One simple thing that SRS did that Hexbear doesn't is to call out gender policing (:gender-policing:). Dropping instances of gender policing in the dunk tank would probably help people internalize that this is a bad thing that should be called out.

[–] [email protected] 0 points 2 years ago (1 children)

Joe Rogan should be sent to the Hague.

Wait what?

I thought he was just some dumbass who takes steroids and has a podcast.

[–] [email protected] 2 points 2 years ago* (last edited 2 years ago)

I thought he was just some dumbass who takes steroids and has a podcast.

one of the biggest mistakes people make in assessing the political character of public figures is to imagine that what they do is simply "neutral" by default and that it would require some effort on their part to play a reactionary role.
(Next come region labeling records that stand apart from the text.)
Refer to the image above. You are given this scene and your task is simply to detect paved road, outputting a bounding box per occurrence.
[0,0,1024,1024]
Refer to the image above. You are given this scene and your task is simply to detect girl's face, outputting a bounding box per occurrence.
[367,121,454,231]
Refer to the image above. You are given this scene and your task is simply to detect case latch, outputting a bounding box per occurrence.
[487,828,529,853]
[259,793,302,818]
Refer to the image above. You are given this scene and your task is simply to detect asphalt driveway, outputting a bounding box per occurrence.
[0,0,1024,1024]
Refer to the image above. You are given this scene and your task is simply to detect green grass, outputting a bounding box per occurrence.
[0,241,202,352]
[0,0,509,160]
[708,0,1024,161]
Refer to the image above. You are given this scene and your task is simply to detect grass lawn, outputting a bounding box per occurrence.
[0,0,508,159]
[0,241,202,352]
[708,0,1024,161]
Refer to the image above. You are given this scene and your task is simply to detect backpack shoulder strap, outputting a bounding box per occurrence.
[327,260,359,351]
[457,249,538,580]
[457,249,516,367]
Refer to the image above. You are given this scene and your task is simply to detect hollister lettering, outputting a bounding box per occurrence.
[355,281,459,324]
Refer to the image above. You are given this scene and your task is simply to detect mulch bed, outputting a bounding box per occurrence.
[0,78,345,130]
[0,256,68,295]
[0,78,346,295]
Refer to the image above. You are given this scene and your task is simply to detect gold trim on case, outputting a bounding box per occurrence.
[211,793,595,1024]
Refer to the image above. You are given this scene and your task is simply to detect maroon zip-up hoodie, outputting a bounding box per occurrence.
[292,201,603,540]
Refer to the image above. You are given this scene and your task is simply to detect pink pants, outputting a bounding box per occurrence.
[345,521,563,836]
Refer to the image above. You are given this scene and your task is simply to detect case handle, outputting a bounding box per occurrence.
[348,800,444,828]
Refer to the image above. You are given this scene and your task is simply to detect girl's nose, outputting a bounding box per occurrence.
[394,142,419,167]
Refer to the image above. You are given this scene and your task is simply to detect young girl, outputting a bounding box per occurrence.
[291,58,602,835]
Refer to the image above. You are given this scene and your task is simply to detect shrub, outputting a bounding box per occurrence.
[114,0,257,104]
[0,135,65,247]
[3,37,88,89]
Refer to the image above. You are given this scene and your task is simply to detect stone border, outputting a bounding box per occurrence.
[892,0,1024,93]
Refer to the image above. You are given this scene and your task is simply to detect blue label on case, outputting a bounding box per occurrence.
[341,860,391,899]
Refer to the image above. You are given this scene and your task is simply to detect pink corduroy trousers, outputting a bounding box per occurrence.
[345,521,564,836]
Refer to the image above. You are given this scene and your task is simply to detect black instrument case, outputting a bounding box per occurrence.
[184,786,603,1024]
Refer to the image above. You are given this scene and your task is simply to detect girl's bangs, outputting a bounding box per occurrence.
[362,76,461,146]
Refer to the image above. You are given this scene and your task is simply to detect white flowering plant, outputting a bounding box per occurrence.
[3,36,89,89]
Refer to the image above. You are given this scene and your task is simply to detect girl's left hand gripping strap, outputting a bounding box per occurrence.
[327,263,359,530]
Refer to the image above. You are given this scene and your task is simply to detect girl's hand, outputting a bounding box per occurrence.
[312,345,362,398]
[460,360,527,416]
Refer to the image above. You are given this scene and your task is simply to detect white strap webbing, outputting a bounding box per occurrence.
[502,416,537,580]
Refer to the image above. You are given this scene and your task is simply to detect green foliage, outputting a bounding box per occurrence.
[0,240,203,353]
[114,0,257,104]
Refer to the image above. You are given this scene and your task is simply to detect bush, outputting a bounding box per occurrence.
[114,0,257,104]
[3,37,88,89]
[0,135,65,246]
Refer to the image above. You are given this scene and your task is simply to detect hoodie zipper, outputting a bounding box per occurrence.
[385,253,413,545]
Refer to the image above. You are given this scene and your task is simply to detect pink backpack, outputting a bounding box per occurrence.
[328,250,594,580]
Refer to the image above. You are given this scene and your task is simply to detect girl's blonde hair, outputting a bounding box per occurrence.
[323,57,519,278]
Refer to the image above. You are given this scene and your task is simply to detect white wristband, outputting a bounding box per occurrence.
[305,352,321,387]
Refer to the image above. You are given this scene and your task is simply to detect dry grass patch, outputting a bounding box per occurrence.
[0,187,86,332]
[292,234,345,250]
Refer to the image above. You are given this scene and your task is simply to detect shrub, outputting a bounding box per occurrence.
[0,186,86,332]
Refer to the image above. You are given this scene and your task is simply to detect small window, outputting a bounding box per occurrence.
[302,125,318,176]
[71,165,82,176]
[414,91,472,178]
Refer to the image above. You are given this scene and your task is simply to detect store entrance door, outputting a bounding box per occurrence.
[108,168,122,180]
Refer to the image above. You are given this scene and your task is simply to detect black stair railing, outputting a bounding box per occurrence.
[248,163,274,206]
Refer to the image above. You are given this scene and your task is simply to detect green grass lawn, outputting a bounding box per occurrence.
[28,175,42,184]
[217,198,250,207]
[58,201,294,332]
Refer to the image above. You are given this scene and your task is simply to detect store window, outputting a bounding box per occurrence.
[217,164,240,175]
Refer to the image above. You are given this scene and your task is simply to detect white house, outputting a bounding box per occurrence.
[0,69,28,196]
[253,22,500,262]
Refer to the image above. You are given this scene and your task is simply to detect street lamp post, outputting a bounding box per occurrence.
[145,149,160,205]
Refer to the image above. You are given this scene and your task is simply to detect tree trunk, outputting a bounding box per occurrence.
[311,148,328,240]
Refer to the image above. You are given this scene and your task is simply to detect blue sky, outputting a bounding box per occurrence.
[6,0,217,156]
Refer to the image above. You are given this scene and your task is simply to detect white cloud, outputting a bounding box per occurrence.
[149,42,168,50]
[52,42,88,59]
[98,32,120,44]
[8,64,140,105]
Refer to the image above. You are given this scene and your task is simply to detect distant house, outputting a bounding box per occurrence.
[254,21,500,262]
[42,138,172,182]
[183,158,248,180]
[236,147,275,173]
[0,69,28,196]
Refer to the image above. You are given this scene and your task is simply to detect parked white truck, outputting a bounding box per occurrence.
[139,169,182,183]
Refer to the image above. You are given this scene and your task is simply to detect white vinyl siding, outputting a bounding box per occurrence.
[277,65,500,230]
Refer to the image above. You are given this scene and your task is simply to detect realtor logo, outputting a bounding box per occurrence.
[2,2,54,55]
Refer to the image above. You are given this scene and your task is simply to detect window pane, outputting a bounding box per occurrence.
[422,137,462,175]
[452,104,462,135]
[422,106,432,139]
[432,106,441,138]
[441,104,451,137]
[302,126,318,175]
But when American society is fundamentally reactionary, capitalist, imperialist, colonialist, racist, and plagued by all kinds of phobias towards marginalized groups, then someone like Joe Rogan plays a reactionary role simply by sitting around and talking. Whether he realizes it or not, the ruling ideas are the ideas of the ruling class. His audience defends him by saying he lets on "both left wing and right wing people." But if you notice, the farthest "left" people he lets on are Social Democratic people like Kyle Kulinski and libertarian whistleblowers like Edward Snowden. He lets on far more right wing influencers than left wing influencers by default, but most of who he has on are simply capitalists. Celebrities, athletes, CEOs. These are by default going to be members of the bourgeoisie who have a heavy stake in maintaining the status quo. He also lets on CIA assets like Yeonmi Park. And Joe Rogan himself being a multi billion dollar business owner who advertises products, is himself bourgeoisie. Even if he had never said anything prejudiced (which he did) he is fundamentally just a capitalist.